Gone are the days when long-term capital gains on equity mutual funds were tax exempt. Now, if you sell your equity mutual funds after a year, you must pay a long-term capital gains tax of 10 per cent on returns of over Rs 1 lakh in a financial year. … Such gains are taxed at 20 per cent with indexation benefit.
Can I sell my sip anytime?
Now to directly answer your query, there is NO penalty for withdrawing from a fund in which one is investing through the SIP mode. Having said that, an exit load may be charged for redeeming before a stipulated period. In case of investment through SIP, every instalment is treated as a fresh purchase.

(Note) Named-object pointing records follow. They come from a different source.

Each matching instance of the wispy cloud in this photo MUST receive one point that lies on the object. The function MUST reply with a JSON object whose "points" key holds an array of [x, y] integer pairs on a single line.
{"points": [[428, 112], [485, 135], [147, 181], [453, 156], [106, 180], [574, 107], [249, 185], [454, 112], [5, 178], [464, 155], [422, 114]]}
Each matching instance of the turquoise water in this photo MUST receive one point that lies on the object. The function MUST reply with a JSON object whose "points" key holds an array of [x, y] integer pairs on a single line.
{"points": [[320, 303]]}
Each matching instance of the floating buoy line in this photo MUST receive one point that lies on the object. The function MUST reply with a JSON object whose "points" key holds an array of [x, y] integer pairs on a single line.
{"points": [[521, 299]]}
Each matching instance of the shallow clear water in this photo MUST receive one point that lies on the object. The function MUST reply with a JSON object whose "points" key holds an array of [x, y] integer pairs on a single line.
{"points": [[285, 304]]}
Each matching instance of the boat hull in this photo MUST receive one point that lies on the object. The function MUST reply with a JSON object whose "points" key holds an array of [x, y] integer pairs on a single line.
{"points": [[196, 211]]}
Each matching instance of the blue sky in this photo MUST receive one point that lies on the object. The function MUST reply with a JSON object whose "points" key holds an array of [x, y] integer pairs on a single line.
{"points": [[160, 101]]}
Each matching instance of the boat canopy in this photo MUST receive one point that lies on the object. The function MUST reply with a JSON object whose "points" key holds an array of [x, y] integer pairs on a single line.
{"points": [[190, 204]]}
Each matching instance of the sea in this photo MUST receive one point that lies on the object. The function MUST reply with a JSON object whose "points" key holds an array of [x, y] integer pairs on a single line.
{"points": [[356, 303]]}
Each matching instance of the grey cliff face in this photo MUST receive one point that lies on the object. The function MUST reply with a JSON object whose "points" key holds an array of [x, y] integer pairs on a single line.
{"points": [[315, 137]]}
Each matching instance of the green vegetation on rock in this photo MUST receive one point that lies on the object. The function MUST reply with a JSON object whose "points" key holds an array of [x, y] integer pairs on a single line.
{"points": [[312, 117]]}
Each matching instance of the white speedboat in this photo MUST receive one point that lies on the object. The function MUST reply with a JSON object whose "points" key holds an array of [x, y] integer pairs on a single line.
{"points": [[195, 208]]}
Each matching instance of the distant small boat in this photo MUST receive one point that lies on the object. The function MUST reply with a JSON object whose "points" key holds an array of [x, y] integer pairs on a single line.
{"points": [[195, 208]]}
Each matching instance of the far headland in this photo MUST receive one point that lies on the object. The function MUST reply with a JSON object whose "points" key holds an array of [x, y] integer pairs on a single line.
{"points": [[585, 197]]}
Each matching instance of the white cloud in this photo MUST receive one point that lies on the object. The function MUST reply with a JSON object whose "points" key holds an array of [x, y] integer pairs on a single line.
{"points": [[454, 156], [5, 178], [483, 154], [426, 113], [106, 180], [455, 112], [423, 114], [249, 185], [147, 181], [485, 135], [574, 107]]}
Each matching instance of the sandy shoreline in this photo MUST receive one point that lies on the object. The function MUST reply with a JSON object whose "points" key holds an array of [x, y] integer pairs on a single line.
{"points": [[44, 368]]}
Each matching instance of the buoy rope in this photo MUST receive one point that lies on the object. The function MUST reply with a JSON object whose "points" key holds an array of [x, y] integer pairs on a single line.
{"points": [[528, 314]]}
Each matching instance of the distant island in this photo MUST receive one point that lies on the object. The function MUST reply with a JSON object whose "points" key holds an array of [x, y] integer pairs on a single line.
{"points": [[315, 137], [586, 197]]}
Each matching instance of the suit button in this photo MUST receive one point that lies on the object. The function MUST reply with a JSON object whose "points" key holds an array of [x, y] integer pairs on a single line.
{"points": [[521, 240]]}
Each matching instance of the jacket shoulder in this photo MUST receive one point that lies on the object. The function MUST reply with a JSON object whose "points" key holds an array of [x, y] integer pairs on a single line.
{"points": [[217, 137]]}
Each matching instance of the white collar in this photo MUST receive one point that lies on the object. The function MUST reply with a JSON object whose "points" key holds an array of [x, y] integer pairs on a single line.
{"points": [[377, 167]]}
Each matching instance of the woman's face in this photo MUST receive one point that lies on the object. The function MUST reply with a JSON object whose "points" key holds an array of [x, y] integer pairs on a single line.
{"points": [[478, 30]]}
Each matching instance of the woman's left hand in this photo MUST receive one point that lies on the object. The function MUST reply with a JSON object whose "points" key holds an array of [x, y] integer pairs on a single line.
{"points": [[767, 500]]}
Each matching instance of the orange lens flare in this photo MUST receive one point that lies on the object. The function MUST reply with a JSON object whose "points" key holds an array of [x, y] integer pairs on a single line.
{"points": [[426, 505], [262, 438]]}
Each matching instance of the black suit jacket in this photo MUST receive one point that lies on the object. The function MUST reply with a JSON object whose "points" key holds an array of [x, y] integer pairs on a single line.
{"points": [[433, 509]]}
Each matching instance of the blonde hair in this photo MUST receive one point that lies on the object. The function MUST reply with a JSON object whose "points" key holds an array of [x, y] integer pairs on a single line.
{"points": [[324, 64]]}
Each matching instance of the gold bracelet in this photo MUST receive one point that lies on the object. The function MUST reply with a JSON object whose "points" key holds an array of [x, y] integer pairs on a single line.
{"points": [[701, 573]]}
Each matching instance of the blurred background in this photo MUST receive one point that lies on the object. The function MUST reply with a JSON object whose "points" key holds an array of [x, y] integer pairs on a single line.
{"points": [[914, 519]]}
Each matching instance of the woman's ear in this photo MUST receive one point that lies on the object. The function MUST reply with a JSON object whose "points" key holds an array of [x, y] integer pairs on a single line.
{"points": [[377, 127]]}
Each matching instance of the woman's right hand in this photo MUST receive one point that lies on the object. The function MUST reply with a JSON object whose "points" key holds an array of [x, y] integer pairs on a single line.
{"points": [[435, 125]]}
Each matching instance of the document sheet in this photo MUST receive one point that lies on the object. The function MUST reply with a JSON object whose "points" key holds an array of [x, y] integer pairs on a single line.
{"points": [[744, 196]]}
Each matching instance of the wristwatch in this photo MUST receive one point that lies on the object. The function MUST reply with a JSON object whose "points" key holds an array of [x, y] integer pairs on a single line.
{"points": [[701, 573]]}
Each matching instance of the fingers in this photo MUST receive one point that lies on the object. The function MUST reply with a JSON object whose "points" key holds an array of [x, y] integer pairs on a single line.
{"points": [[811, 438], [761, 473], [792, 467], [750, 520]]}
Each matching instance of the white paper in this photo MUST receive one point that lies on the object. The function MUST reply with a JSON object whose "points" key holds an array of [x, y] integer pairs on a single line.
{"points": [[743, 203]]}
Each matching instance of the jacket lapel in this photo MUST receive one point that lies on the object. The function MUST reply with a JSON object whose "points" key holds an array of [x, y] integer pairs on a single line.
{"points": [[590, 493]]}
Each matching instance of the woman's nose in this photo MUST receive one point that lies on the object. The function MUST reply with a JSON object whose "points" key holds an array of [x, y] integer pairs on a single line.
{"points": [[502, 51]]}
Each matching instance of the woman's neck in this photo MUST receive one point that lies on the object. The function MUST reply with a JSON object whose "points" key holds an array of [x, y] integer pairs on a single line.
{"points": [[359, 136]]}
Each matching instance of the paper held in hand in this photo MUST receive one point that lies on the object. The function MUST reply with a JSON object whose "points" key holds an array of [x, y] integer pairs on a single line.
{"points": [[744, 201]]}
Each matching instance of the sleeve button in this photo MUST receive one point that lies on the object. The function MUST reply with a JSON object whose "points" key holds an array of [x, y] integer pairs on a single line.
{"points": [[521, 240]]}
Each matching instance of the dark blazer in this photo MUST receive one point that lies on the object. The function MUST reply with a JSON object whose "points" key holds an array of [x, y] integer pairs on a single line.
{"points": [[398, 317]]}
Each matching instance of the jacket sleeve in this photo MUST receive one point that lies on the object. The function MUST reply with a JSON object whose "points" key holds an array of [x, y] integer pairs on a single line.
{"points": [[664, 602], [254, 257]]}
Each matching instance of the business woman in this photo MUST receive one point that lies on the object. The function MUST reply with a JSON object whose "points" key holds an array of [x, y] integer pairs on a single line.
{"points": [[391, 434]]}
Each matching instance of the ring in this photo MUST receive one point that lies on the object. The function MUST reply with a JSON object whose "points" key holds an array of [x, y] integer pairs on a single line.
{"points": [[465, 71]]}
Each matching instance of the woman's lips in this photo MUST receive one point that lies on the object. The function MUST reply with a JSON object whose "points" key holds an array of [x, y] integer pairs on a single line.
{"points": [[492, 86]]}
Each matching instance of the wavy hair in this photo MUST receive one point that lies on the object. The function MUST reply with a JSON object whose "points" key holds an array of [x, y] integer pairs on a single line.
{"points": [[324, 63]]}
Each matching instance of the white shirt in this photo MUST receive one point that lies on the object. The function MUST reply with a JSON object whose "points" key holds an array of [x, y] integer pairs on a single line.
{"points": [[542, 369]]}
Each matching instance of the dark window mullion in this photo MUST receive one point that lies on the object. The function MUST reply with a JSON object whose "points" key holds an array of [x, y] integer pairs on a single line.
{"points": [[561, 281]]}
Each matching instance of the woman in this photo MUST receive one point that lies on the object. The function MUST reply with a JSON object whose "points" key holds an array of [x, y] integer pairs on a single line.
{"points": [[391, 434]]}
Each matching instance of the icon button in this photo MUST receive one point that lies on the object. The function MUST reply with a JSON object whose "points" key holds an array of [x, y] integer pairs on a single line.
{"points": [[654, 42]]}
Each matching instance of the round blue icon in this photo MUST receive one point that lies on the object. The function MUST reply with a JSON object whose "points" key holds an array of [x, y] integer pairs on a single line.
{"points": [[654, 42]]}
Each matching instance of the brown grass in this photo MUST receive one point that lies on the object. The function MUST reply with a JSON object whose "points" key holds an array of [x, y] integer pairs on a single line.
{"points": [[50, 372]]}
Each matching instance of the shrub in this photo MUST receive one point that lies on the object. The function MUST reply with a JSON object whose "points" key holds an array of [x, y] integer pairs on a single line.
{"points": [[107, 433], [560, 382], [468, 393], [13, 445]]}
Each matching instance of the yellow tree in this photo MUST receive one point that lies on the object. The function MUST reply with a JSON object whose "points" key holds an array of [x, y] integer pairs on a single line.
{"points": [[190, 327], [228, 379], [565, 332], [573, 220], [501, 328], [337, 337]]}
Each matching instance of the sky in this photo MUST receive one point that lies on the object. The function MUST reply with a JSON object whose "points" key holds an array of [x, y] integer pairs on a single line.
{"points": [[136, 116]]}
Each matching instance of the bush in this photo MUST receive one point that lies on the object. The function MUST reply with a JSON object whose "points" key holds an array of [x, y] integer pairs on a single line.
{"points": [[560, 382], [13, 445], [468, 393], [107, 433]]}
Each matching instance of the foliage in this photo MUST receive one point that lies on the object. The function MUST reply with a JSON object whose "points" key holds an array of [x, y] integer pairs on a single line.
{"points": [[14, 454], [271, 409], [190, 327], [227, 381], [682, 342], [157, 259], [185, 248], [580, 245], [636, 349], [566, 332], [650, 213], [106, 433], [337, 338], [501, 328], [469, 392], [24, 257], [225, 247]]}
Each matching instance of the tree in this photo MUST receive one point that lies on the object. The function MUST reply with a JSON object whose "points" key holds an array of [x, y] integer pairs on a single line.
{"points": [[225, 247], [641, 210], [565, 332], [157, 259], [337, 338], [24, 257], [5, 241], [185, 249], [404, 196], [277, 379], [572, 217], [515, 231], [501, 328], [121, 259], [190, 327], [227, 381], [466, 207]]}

Is return from SIP taxable?
If you are investing through SIPs in equity and balanced mutual fund schemes, then all the gains made after one year will be treated as long term capital gains and that will be completely tax free. … However, if your SIPs were in debts funds or hybrid funds (MIPs) then the profits will be tax @20% after indexation.
How much tax do I pay on SIP returns?
In simple terms, for every single investment (lumpsum or SIP) in equity mutual fund schemes, you do not pay tax if the holding period of the units is greater than a year. You have to pay 15 per cent of your profits (short term capital gains) towards tax if your holding period is less than a year.